The EIC’s rise to political power in India was the subject of heated debate in Britain. EIC activities in the wake of the 1757 Battle of Plassey were viewed with suspicion. William Cowper, a well-known poet at the time, wrote that the EIC “Build factories with blood, conducting trade / At the swords points, and dyeing the white robe / Of innocent commercial justice red.”

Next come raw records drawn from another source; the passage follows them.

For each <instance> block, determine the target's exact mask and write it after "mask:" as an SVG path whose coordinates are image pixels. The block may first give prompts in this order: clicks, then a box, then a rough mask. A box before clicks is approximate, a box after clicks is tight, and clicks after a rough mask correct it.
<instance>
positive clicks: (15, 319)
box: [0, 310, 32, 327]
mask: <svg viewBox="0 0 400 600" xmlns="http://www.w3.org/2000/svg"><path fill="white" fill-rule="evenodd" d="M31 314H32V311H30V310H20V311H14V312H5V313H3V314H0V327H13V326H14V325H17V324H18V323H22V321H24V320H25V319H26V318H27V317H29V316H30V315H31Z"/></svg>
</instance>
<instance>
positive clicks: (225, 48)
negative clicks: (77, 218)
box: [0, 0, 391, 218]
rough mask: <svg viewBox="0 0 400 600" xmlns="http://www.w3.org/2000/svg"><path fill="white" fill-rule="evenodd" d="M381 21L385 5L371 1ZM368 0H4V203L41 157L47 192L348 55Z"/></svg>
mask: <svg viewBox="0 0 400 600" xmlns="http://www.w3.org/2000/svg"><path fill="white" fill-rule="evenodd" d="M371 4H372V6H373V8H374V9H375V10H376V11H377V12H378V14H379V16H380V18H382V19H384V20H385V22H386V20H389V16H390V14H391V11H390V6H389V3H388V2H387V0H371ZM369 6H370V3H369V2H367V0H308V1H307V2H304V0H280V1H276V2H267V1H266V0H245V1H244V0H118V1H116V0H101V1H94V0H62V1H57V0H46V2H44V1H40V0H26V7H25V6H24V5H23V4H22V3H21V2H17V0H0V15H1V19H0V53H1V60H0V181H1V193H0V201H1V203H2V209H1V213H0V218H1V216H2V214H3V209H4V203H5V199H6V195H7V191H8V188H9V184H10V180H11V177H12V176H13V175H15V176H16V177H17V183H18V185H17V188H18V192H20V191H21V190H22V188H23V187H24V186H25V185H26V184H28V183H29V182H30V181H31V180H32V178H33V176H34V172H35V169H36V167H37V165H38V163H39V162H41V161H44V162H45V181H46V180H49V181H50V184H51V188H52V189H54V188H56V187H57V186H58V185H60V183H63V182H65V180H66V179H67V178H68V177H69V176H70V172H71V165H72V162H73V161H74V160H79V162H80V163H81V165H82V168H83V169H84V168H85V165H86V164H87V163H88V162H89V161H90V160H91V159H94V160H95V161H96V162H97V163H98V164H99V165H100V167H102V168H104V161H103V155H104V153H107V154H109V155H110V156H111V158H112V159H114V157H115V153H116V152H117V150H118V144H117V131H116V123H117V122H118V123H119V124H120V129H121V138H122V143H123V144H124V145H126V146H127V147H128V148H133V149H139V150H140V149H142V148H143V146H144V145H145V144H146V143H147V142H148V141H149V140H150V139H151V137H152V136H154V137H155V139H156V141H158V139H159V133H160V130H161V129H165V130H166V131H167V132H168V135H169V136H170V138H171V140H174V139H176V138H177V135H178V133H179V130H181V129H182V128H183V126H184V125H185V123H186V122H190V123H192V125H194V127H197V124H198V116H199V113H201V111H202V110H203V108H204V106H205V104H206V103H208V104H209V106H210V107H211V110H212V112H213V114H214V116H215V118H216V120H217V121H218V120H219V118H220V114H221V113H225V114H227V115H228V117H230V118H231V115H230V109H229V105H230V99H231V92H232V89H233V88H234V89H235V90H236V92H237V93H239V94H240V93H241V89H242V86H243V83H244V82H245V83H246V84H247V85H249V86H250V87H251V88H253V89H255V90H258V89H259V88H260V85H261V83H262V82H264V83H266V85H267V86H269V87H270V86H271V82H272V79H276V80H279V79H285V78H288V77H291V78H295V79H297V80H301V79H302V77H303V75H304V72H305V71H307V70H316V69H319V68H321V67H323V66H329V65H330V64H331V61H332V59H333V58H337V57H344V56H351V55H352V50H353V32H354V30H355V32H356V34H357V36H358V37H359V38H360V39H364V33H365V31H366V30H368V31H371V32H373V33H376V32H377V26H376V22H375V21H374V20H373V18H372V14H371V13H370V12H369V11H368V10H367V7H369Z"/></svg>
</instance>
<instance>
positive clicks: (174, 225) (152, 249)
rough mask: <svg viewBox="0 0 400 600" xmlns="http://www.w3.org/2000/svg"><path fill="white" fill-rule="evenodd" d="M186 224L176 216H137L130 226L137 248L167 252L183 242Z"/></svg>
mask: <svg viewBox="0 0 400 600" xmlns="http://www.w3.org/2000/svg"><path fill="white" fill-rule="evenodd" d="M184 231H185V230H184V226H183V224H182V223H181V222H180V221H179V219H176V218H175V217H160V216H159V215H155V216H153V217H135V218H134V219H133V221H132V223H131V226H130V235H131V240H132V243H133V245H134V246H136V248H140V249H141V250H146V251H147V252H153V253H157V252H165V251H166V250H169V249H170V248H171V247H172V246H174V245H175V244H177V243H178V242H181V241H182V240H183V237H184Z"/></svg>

Against the backdrop of the loss of the American colonies, the emergence of the anti-slavery movement and the French Revolution, the “India Question” took on considerable political importance in the United Kingdom. The supposed immorality of the EIC in India, the fear of private and institutionalized corruption, and tensions between the British and Asiatic forms of governance resonated with wider concerns about what it meant to be an imperial power, and the responsibilities that they had to their non-white subjects overseas.
The India Question
Attempts to regulate the EIC's activities began in the 1770s, with North’s Regulating Act (1773) and Pitt’s India Act (1784), which sought to bring the company under closer parliamentary supervision. Meanwhile, a series of internal reforms under governor-general Charles Cornwallis in the late 1780s and early 1790s saw the EIC’s administration radically restructured in order to eradicate private corruption. This was a move to improve both the luster of its public image and the efficiency of its revenue-extracting machine. After the acquittal of Hastings and the implementation of the Cornwallis reforms, the company attempted to rehabilitate its reputation. It aimed to reposition itself as a benevolent and legitimate ruler that brought security of property and impartiality of justice to India.

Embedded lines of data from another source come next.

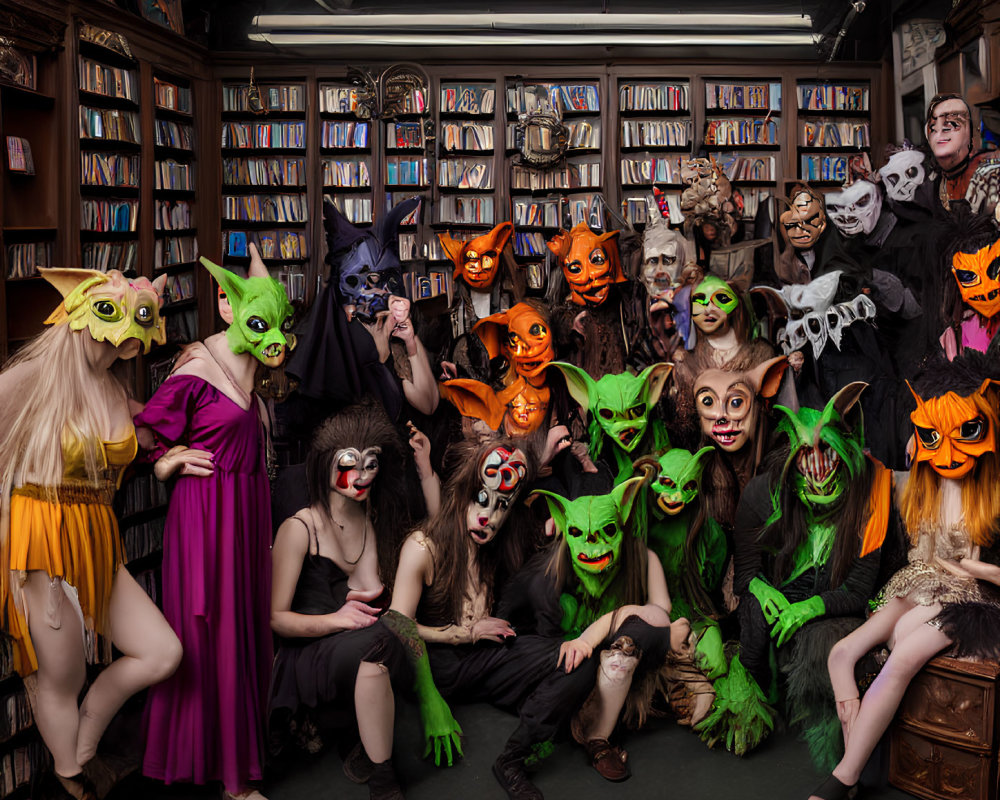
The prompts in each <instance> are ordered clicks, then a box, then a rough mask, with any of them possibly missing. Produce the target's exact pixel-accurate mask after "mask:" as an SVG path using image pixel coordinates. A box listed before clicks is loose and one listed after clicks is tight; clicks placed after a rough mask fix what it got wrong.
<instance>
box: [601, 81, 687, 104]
mask: <svg viewBox="0 0 1000 800" xmlns="http://www.w3.org/2000/svg"><path fill="white" fill-rule="evenodd" d="M688 91H689V90H688V86H687V84H670V83H623V84H622V85H621V86H619V87H618V108H619V109H620V110H621V111H687V110H688V109H689V108H690V107H691V105H690V101H689V99H688Z"/></svg>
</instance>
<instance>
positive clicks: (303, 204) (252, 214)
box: [222, 194, 309, 222]
mask: <svg viewBox="0 0 1000 800" xmlns="http://www.w3.org/2000/svg"><path fill="white" fill-rule="evenodd" d="M222 208H223V215H222V217H223V219H229V220H243V221H246V222H305V221H306V220H307V219H308V218H309V207H308V203H307V202H306V196H305V195H304V194H242V195H223V197H222Z"/></svg>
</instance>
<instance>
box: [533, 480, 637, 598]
mask: <svg viewBox="0 0 1000 800" xmlns="http://www.w3.org/2000/svg"><path fill="white" fill-rule="evenodd" d="M642 482H643V479H642V478H630V479H629V480H627V481H625V482H624V483H621V484H619V485H618V486H616V487H615V488H614V489H612V490H611V492H610V493H608V494H603V495H587V496H584V497H578V498H577V499H576V500H567V499H566V498H564V497H561V496H560V495H557V494H554V493H552V492H545V491H539V492H537V494H540V495H542V496H544V497H545V500H546V502H547V503H548V506H549V513H550V514H551V515H552V519H553V520H554V521H555V524H556V528H557V529H558V531H559V533H560V534H561V535H562V537H563V540H564V541H565V543H566V547H567V549H568V550H569V555H570V558H571V560H572V564H573V572H574V574H575V575H576V577H577V579H578V580H579V581H580V584H581V585H582V586H583V588H584V589H585V591H586V592H587V594H589V595H590V596H592V597H601V596H602V595H603V594H604V592H605V590H606V589H607V588H608V586H610V585H611V582H612V581H613V580H614V579H615V577H616V576H617V575H618V573H619V571H620V569H621V548H622V540H623V538H624V536H625V534H626V530H627V529H628V528H629V520H630V518H631V515H632V509H633V507H634V505H635V499H636V497H637V495H638V492H639V488H640V487H641V486H642Z"/></svg>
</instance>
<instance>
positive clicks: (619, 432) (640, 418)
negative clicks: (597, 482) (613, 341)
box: [552, 361, 673, 455]
mask: <svg viewBox="0 0 1000 800" xmlns="http://www.w3.org/2000/svg"><path fill="white" fill-rule="evenodd" d="M552 365H553V366H555V367H557V368H558V369H559V371H560V372H562V374H563V376H564V377H565V378H566V388H567V389H569V393H570V394H571V395H572V396H573V399H574V400H576V402H577V403H579V404H580V407H581V408H582V409H583V410H584V411H589V412H590V418H591V421H590V441H591V447H590V450H591V455H596V454H597V453H598V452H599V451H600V447H598V446H596V445H598V444H599V443H600V434H601V431H602V430H603V431H604V433H606V434H607V435H608V437H610V438H611V439H612V440H614V442H615V444H616V445H617V446H618V447H620V448H621V449H622V450H624V451H625V452H626V453H631V452H632V451H633V450H634V449H635V447H636V445H638V444H639V442H640V440H641V439H642V437H643V435H644V434H645V433H646V428H647V427H648V425H649V419H648V415H649V411H650V409H651V408H652V407H653V406H655V405H656V404H657V402H659V399H660V394H661V393H662V392H663V387H664V385H665V384H666V382H667V377H668V376H669V375H670V370H671V369H673V365H672V364H669V363H667V362H661V363H659V364H653V365H651V366H649V367H646V369H644V370H643V371H642V373H640V374H639V375H632V374H631V373H628V372H622V373H620V374H618V375H604V376H602V377H601V379H600V380H598V381H595V380H594V379H593V378H591V377H590V375H588V374H587V373H586V372H584V371H583V370H582V369H580V368H579V367H575V366H573V365H572V364H566V363H564V362H561V361H553V362H552Z"/></svg>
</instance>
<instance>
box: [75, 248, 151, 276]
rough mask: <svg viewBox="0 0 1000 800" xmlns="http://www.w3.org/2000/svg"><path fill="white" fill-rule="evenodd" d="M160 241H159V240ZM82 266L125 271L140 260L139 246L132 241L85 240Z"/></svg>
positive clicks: (83, 250) (107, 269) (85, 268)
mask: <svg viewBox="0 0 1000 800" xmlns="http://www.w3.org/2000/svg"><path fill="white" fill-rule="evenodd" d="M157 243H159V242H157ZM82 255H83V259H82V264H81V266H82V267H83V268H84V269H98V270H100V271H101V272H107V271H108V270H109V269H117V270H118V271H119V272H125V271H127V270H130V269H135V268H136V265H137V263H138V260H139V247H138V244H137V243H136V242H134V241H132V242H84V243H83V254H82Z"/></svg>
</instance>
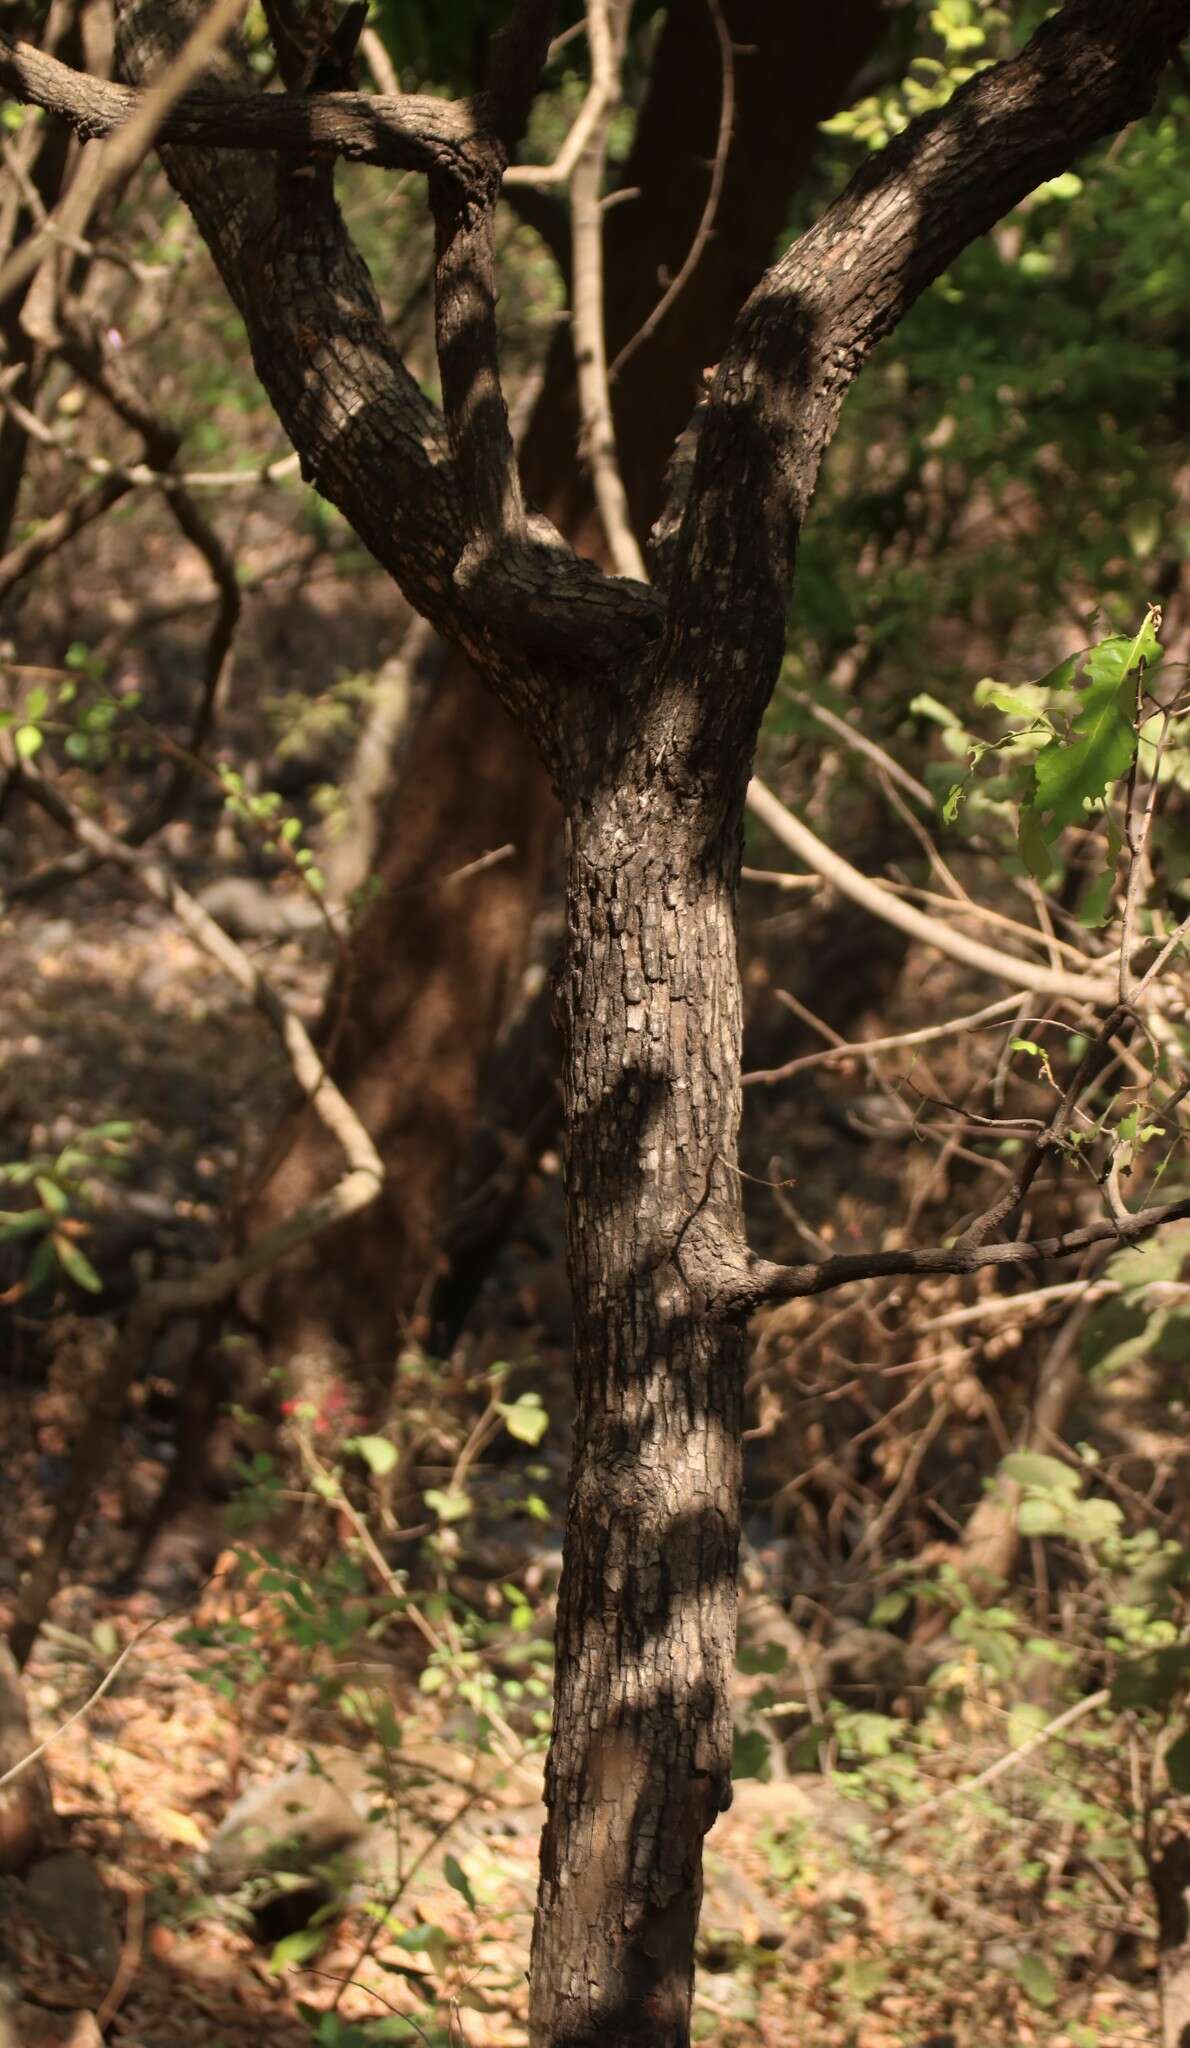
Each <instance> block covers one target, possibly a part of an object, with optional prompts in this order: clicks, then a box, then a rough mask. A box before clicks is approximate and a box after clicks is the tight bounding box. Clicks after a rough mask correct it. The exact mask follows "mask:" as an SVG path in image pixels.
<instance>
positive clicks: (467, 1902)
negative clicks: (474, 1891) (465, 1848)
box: [442, 1855, 477, 1913]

The EIC tried to justify its presence in India by calling it a civilizing mission. However, the actual impact of its activities on local economies and societies was often very different. The first half of the 19th century was marked by an economic depression in India. Land tax demands and lack of investment stunted agricultural development, while traditional industries were decimated by the import of cheap manufactured goods.
While the British attitudes to India were soon characterized by pride and complacency rather than by self-flagellation, criticism of the EIC’s activities and their consequences did not completely disappear. Nor did the Indian population simply acquiesce to the EIC’s dominance. Dispossessed Indian rulers sent a number of delegations to London to protest mistreatment and breach of treaties on the EIC’s part, while various forms of both direct and indirect resistance were endemic throughout the period.
In the wake of the uprising of 1857, referred to as the “First War of Independence” in India, observers in Britain were quick to criticize the mistakes of the EIC. However, the ship had already sailed - once the uprising had been suppressed, with great losses on either side, control of India passed from the EIC to the Crown, ushering in the period of high imperialism in India.